Problematic Pasts

Not things you did as a teenager that you’d rather forget about, but past tenses of verbs that continue to cause people trouble.

Dive
The past tense of this verb is not dove. That’s a bird, mispronounced. The past tense is dived (or should be – the Yanks differ on this one).

Lay and lie
A confusing pair. From last time:

laylie

Lead
As in lead me astray. The past tense (and past participle) is led. Similarly, mislead and misled.

Confusion may arise because these two don’t follow the same pattern as read, which is the same in the past and present tenses: I read the last chapter of the book last night; I always read in bed before I go to sleep.

Plead
American usage to the contrary, the past tense is not pled or plead: it’s pleaded. Always.

Shrink
Honey, you shrank the kids! Now that they have shrunk they will need new clothes in smaller sizes for their shrunken bodies.

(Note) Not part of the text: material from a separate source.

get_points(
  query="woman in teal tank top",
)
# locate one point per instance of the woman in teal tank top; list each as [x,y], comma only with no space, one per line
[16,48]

And it’s drink, drank, drunk(en); sink, sank, sunk(en); spring, sprang, sprung; stink, stank, stunk (although in colloquial speech one hears stunk as the past tense as well as the past participle; there’s that song about the Grinch).

It isn’t think, thank, thunk, though – except in the jocular Who’d have thunk?

Sneak
The past tense is not snuck but sneaked.

Spit
The past isn’t spit – it’s spat. Same deal if you replace the p with an h.